= Little Circle =

Historical group of liberal reformers in Manchester, England

The Little Circle was a Manchester-based group of Non-conformist Liberals, mostly members of the Portico Library, who held a common agenda with regard to political and social reform. The first group met from 1815 onwards to campaign for expanded political representation and gain social reform in the United Kingdom. The second group operated from 1830 onwards and was key in creating the popular movement that resulted in the Reform Act 1832.

==Background==
In 1819, Lancashire was represented by two members of parliament (MPs). Voting was restricted to the adult male owners of freehold land valued at 40 shillings or more – the equivalent of about £80 as of 2008 – and votes could only be cast in the county town of Lancaster, by a public spoken declaration at the hustings. Constituency boundaries were out of date, and the "rotten boroughs" had a hugely disproportionate influence on the membership of the Parliament of the United Kingdom compared to the size of their populations: Old Sarum, with one voter, elected two MPs, as did Dunwich which had almost completely disappeared into the sea by the early 19th century. The major urban centres, Manchester, Salford, Bolton, Blackburn, Rochdale, Ashton-under-Lyne, Oldham and Stockport, with a combined population of almost one million, were represented by either the two county MPs for Lancashire, or the two for Cheshire in the case of Stockport. By comparison, more than half of all MPs were elected by a total of just 154 voters. These inequalities in political representation led to calls for reform.

==First Little Circle==
The first Little Circle was formed from 1815 onwards by cotton merchant John Potter. The group was influenced by the ideas of Jeremy Bentham and Joseph Priestley, objecting to a political representation system that denied booming industrial cities such as Birmingham, Leeds and Manchester proportionate representation in the House of Commons.
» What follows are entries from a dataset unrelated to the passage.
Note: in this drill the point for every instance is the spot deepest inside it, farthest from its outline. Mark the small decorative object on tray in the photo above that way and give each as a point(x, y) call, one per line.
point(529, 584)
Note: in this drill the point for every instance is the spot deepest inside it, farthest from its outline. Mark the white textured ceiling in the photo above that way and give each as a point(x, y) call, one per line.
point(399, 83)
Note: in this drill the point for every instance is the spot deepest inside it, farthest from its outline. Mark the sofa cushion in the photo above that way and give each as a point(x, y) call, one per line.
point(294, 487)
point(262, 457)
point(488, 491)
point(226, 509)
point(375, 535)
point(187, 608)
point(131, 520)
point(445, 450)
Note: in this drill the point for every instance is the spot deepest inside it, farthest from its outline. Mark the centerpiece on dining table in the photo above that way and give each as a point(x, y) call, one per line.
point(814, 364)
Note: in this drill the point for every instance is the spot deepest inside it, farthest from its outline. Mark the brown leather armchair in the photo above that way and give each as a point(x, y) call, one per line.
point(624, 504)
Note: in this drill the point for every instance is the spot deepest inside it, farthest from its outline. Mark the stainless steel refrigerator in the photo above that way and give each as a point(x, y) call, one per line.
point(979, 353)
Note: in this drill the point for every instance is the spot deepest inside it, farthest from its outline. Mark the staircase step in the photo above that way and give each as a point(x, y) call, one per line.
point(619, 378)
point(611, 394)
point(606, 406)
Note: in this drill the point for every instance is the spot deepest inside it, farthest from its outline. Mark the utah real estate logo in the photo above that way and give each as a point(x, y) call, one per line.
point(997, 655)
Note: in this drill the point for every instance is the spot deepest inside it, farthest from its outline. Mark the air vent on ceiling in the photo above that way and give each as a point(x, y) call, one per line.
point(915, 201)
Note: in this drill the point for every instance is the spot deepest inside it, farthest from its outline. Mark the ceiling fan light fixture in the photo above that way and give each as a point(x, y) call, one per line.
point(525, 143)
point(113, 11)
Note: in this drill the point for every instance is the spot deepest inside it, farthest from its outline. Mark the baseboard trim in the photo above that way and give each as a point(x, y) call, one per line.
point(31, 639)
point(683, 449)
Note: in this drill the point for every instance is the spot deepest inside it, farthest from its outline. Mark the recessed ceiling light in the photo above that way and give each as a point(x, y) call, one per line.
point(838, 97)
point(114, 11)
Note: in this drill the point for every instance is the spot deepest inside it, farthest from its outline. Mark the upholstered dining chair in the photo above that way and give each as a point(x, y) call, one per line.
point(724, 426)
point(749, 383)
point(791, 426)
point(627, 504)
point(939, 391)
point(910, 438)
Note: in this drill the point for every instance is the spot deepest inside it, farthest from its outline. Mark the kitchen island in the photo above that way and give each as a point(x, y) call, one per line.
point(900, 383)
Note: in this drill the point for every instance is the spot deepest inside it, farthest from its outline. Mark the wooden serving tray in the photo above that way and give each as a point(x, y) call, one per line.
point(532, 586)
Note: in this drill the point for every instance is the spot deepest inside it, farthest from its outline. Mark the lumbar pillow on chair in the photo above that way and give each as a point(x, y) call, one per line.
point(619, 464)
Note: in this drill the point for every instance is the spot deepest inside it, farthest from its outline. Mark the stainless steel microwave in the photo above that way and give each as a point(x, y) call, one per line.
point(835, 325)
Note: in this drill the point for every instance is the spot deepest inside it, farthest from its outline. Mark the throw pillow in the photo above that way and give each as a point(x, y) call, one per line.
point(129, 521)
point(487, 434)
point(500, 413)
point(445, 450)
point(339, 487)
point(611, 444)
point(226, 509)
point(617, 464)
Meetings were held at John Potter's home and its core membership were Unitarians. Archibald Prentice (later editor of the Manchester Times) called them the "Little Circle" and its members included John Potter and his sons Thomas (later first mayor of Manchester), Richard (later MP for Wigan) and William; Joseph Brotherton (Non-conformist minister and pioneering vegetarian); John Edward Taylor (cotton merchant); John Shuttleworth (industrialist and municipal reformer); Absalom Watkin (parliamentary reformer and anti corn law campaigner); and William Cowdroy Jnr (editor of the Manchester Gazette).

After witnessing the Peterloo massacre in 1819, and the closure of the liberal Manchester Observer in successive police prosecutions, the group decided that the time was right to advance its liberalist agenda.

In 1820 Brotherton, Shuttleworth and Thomas Potter founded the Manchester Chamber of Commerce. In the following year, the group supported John Edward Taylor in founding a liberal newspaper the Manchester Guardian, to which they all contributed. Taylor continued to edit the newspaper which was published by law only once a week until his death.

==Second Little Circle==
From 1830 a second Little Circle, comprising 11 Manchester businessmen, met at the Cannon Street warehouse of Potter's trading company. Seven were Unitarians, including five from the Cross Street Chapel: Thomas and Richard Potter; Absalom Watkin; Mark Philips, John Shuttleworth, John Benjamin Smith, and brothers, Edward and William Baxter (all cotton merchants); Fenton Atkinson (Manchester attorney); William Harvey; John Edward Taylor. The group supported social reform issues closely but discreetly: Taylor survived a trial for libel; Shuttleworth organised the defence of plebeian reformers accused of administering an illegal oath.

The group initially proposed that the seats of rotten boroughs convicted of gross electoral corruption should be transferred to industrial towns, citing and targeting example boroughs including Penryn and East Retford. But when Parliament refused to take action, in 1831 Absalom Watkin drew up a petition asking the government to grant Manchester two members of parliament. Parliament passed the Reform Act in 1832, and the group gave Manchester its first post-reform MPs: Mark Philips and Charles Poulett Thomson.

==Legacy==
By the time the Reform Act 1832 had become law, Manchester had become a borough and many social reforms had come to fruition. Members of the group had established themselves in society, with Joseph Brotherton becoming MP for Salford, Richard Potter, MP for Wigan and John Benjamin Smith became MP for Stirling Burghs and later Stockport. Thomas Potter became the first Mayor of Manchester on its incorporation. Ten out of the first 28 mayors of Manchester were associated with Cross Street Chapel.